I should wash dishes. I should wipe tables, blow out the last candles, file the evening away in the folder labeled “doing better.”
Instead, I drift to the front window.
The glass is cold under my fingertips. Tiny drops of moisture have gathered along the outside, making the cul-de-sac shimmer. Porch lights glow in a rough circle. Maple Hollow under a dome.
Across the street, the renovated house stands out: clean lines, wide windows, cool-toned light spilling from the front door. Liam’s place. Different from the Craftsman bones of mine. Minimalist, controlled. Nothing peeling or sagging.
The door stands open, just a slice, throwing a column of brightness onto the porch. In that doorway, a figure stands.
Liam.
He is backlit, his features in shadow, his posture still. Not moving toward his car, not taking out trash, not checking a package. Just…there. Facing my house.
Heat crawls up my neck.
I should step away. Draw the curtains. Pretend I didn’t see him.

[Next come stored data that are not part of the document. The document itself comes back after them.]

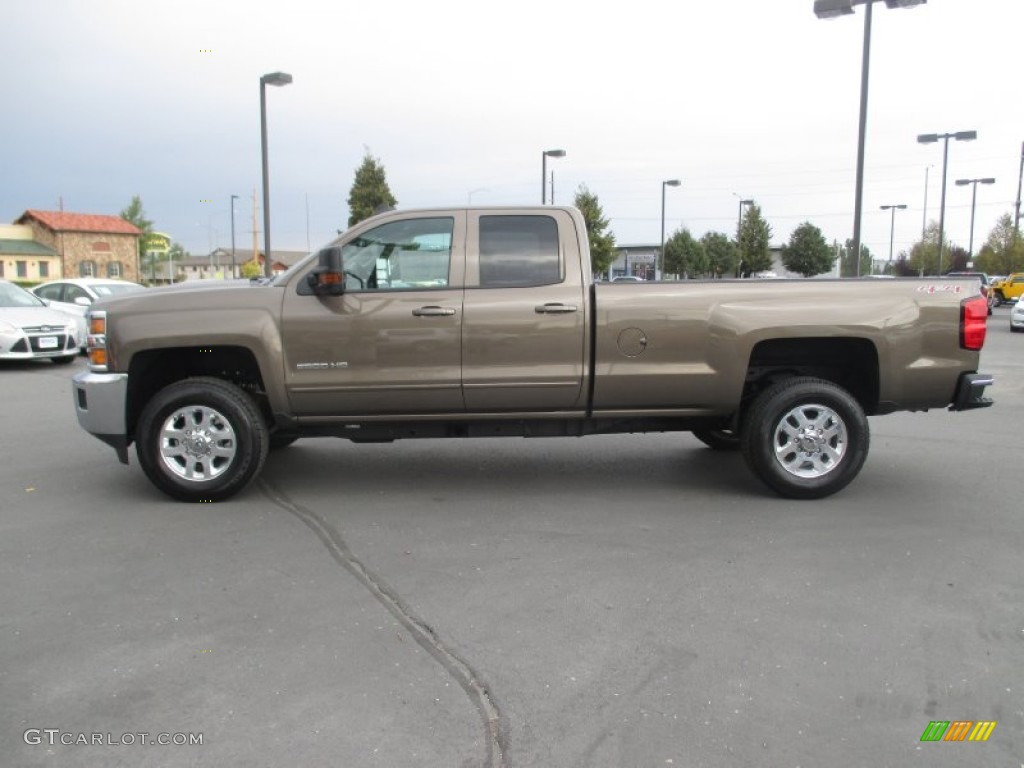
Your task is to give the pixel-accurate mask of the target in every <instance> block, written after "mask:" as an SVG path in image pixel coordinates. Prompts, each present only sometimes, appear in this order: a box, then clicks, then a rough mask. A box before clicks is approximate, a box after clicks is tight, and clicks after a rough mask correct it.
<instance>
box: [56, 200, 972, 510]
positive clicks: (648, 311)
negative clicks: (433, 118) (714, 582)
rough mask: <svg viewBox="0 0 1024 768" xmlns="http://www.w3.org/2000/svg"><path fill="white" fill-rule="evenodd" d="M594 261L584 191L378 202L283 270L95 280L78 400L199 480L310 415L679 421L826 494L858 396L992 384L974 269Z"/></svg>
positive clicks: (253, 464) (418, 424)
mask: <svg viewBox="0 0 1024 768" xmlns="http://www.w3.org/2000/svg"><path fill="white" fill-rule="evenodd" d="M590 264H591V262H590V253H589V248H588V241H587V232H586V228H585V224H584V221H583V218H582V216H581V215H580V213H579V212H578V211H577V210H575V209H572V208H558V207H541V208H537V207H535V208H469V209H465V208H458V209H437V210H419V211H403V212H390V213H385V214H381V215H379V216H376V217H374V218H372V219H369V220H367V221H364V222H361V223H359V224H358V225H356V226H355V227H353V228H352V229H350V230H349V231H347V232H345V233H344V234H342V236H341V237H340V238H338V240H337V241H336V242H335V243H334V244H332V245H331V246H330V247H328V248H325V249H324V250H323V251H321V252H319V253H318V254H312V255H310V256H309V257H307V258H306V259H305V260H303V261H301V262H300V263H298V264H296V265H295V266H294V267H292V268H291V269H289V270H288V271H287V272H285V273H283V274H281V275H279V276H278V278H275V279H273V280H272V281H270V282H268V283H262V282H253V283H241V282H232V283H226V284H225V283H220V282H204V283H198V284H197V283H189V284H185V285H182V286H176V287H172V288H169V289H156V290H152V291H146V292H144V293H140V294H131V295H128V296H124V297H122V298H117V299H109V300H104V301H102V302H100V303H98V304H96V305H95V308H94V309H93V310H92V311H91V313H90V318H89V324H90V328H89V330H90V335H89V339H88V342H89V364H90V366H89V367H90V370H89V372H85V373H82V374H79V375H78V376H76V377H75V380H74V383H73V390H74V391H73V394H74V402H75V409H76V412H77V414H78V419H79V422H80V423H81V425H82V427H83V428H84V429H86V430H87V431H88V432H90V433H92V434H94V435H95V436H97V437H99V438H100V439H101V440H103V441H104V442H108V443H109V444H111V445H112V446H114V447H115V449H116V451H117V453H118V457H119V458H120V459H121V461H122V462H124V463H127V462H128V446H129V445H130V444H131V443H132V442H135V444H136V453H137V456H138V460H139V463H140V464H141V466H142V469H143V470H144V472H145V474H146V475H147V476H148V478H150V479H151V480H152V481H153V482H154V483H155V484H156V485H157V486H158V487H160V488H161V489H162V490H164V492H165V493H167V494H169V495H170V496H172V497H174V498H176V499H180V500H182V501H189V502H203V501H216V500H221V499H225V498H227V497H230V496H231V495H232V494H236V493H238V492H239V490H241V489H242V488H243V487H245V486H246V485H247V484H248V483H249V482H250V481H251V480H252V479H253V478H254V477H255V476H256V475H257V474H258V473H259V471H260V469H261V467H262V465H263V462H264V460H265V459H266V456H267V452H268V451H271V450H273V449H276V447H283V446H285V445H288V444H289V443H291V442H293V441H294V440H295V439H297V438H299V437H307V436H336V437H346V438H348V439H350V440H352V441H353V442H381V441H390V440H394V439H398V438H403V437H404V438H408V437H477V436H483V437H494V436H510V435H518V436H526V437H548V436H566V435H572V436H580V435H589V434H606V433H622V432H664V431H692V432H693V433H694V434H695V435H696V436H697V437H698V438H700V439H701V440H702V441H705V442H706V443H708V444H709V445H711V446H712V447H714V449H722V450H729V449H738V450H741V451H742V455H743V457H744V459H745V461H746V463H748V465H749V466H750V468H751V469H752V470H753V472H754V473H755V474H756V475H757V476H758V477H759V478H760V479H761V480H762V481H764V483H766V484H767V485H768V486H769V487H771V488H772V489H774V490H775V492H776V493H778V494H781V495H782V496H785V497H791V498H796V499H816V498H821V497H825V496H828V495H830V494H834V493H836V492H837V490H839V489H841V488H843V487H844V486H845V485H846V484H847V483H849V482H850V481H851V480H852V479H853V478H854V477H855V476H856V475H857V473H858V472H859V471H860V468H861V466H862V465H863V462H864V459H865V457H866V455H867V450H868V425H867V419H866V418H865V417H866V416H871V415H881V414H889V413H892V412H895V411H927V410H928V409H934V408H947V407H948V408H949V409H951V410H955V411H961V410H966V409H972V408H980V407H984V406H989V404H991V400H990V399H988V398H987V397H985V396H984V390H985V387H986V386H988V385H990V384H991V383H992V378H991V377H990V376H986V375H983V374H979V373H978V372H977V371H978V359H979V354H980V350H981V347H982V345H983V343H984V340H985V321H986V314H987V308H986V305H985V299H984V297H982V296H979V295H978V291H977V287H976V286H975V285H974V284H973V283H971V282H970V281H968V280H965V281H955V282H951V281H948V280H937V281H928V280H925V281H918V280H909V281H904V280H892V281H851V280H843V281H827V280H825V281H822V280H815V281H805V280H795V281H683V282H678V283H645V284H623V283H618V284H605V283H595V282H594V280H593V279H592V276H591V266H590Z"/></svg>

Instead, I stay. I hold my breath and keep my fingers on the glass, watching him watching me. The pane reflects my own pale face, ghosting over his silhouette, so for a moment I can’t tell which one of us is standing outside.
Then he reaches up, a small gesture, and presses his own hand against his doorway frame, like he is bracing himself. His head tilts, question or calculation, I can’t tell from here.
The porch light clicks off. Darkness swallows him. The door closes with a soft, definite finality.
I release my breath in a shaky burst.
Old Willow Road. A case just like it. Guardrail failure.
I stare at the blank rectangle of his front door until my eyes sting, until the glass blurs and doubles. My reflection swims, and for a heartbeat, I don’t trust the picture at all.
“Who are you,” I whisper to the empty street.
No answer, of course. Just the low hum of the freeway and the faint glow of screens flickering in other houses, other curated lives.
I know better than anyone that stories start with the wrong detail, the one that doesn’t sit right on the tongue. The curve under the overpass. The way the guardrail folded. The neighbor who shows up knowing too much.
I should be mourning my son.
Instead, I stand at my window, pulse drumming, already writing the stranger across the street into Chapter One.